Journeyman, I am quite happy on where I am going when I call it a day and with respects to the prospects available/offered to me.  

That chapter remains to be written but had a left at 20 years, (or even after 10-20) of my own volition I am sure I would have benefited from a better transition or meaningful program.

And as for retention, yes I do believe that a better program providing real transition services would help.

Yours aye.


----------



## CallOfDuty

mover1 said:
			
		

> Go to the recruiter ask for Traffic Tech. MOS ID # 0170.
> It has, and can, and will give you tons of skills that transfrom easily on to civvie st.
> working with materials handling equipment, knowlege of Canada Customs procedures, you get taught the Sabre Airline Hosting system. (flight booking software) Shipping and receiving, Dangerous goods handling and receiving. Plus if your keen enough you can go flying as a loadmaster on the Herc's, C-17s, Airbuses and whatever else the Gov't is going to buy in a few years time.
> Lots of travel lots of work and loads of fun.

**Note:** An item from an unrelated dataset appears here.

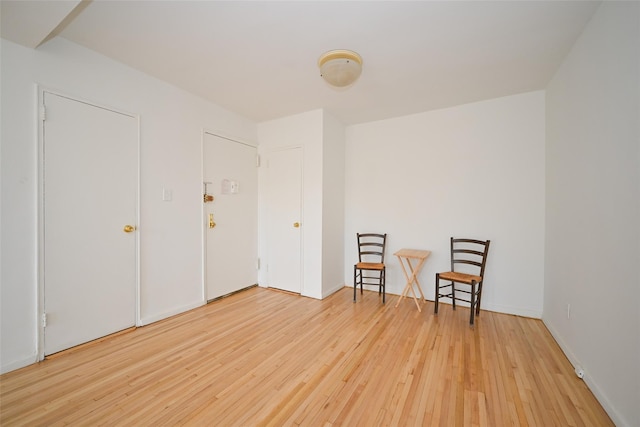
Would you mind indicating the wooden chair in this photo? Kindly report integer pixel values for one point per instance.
(468, 259)
(370, 269)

   Hey mover.....I used to work for Air Canada, doing ramp work, and cargo work, etc etc.  I left there to join the military because of the job instability.  Are there any other cvillian jobs that  a traffic tech could do, besides working for Air Canada....or the no-name ramp/cargo workers?   Does DND employ civillian traffic techs?


----------



## Rigger7710(F)

CallOfDuty said:
			
		

> Hey there Rigger.  I see you were AVN.  Are you getting job offers in the same line of work?


Job offers started to come in when I was a MCpl. An aircraft manufacturer was the first to offer me a job at their plant.  Then, as a Sgt, more offers came in. This kept increasing as I went up in rank. I have received job offers by contractors to work hands-on on military aircraft overhauls and also on support staff jobs for same for maintenance records, QA, Technical Pub writer, and Tech pub manager. Some companies that manufactured some aircraft parts for the CF have approached me to go to work for them.  One airline company offered me a job as maintenance planner. I found out that many companies prefer ex-military over those with no military background. Higher education is not always the key to get good jobs.  Many of  us as military or ex-military often don't recognize our value to the job market and underestimate our possibilities.  Of course, the trade we're in is a big factor for the number of opportunities, but regardless, that is still true for any trade.  As for my decisions to refuse job offers, that was because I loved the military life so much that I wanted nothing else.  Nothing can top that, so I prefer being fully retired than going to work for a civvy outfit.


----------



## CallOfDuty

Thank you for your reply Rigger


----------



## armychick2009

Sort of slightly off base with this info but kind of relevant. 

There's a facebook group dedicated to military folk making the transition to civilian life... and they have a website. You can find the group by searching for "Military to Civvie Street: Job Insight" and her website is : http://www.resumeresources.ca

She is the spouse of a military member who helps with the transitioning. Maybe her site has some useful info.


----------



## mover1

CallOfDuty said:
			
		

> Hey mover.....I used to work for Air Canada, doing ramp work, and cargo work, etc etc.  I left there to join the military because of the job instability.  Are there any other cvillian jobs that  a traffic tech could do, besides working for Air Canada....or the no-name ramp/cargo workers?   Does DND employ civillian traffic techs?



Shipper receiver. pick a company
Travel agent.....look for employment
DND...yes we have civvies working with us.
there are tons of job openings right now with CATSA looking for people with experience to fill some of their higher paying jobs. (I have a buddy who just took one in T.O. he was a WO)
And a few others if your willing to look. sorry Air Canada didn't work out for you but seriously its a great trade.


----------



## CallOfDuty

Hey, I know what a good trade you have!  I wanted it from the get-go, but was told it was closed( didn't want to wait out).....I really enjoyed my job at AC.  I've met a few Tfc techs over  the years, and when asked about liking their jobs, I always got a positive answer.   The only complaint I've heard was that it was a little too operationally busy( time away from family).


----------



## GunSlingerr

Hello Everyone,

I recently made a switch on my application and decided to take the infantry soldier route. It's something that I've always wanted to do and I realize that I'm at the perfect point in my life to take full advantage of this opportunity and truly make a difference.

I know there aren't too many jobs that relate to the infantry soldier outside of the forces but if I choose to serve for say 5-10 years and decide that I'd like a different career, what careers should I consider? What careers did some of you choose to pursue? 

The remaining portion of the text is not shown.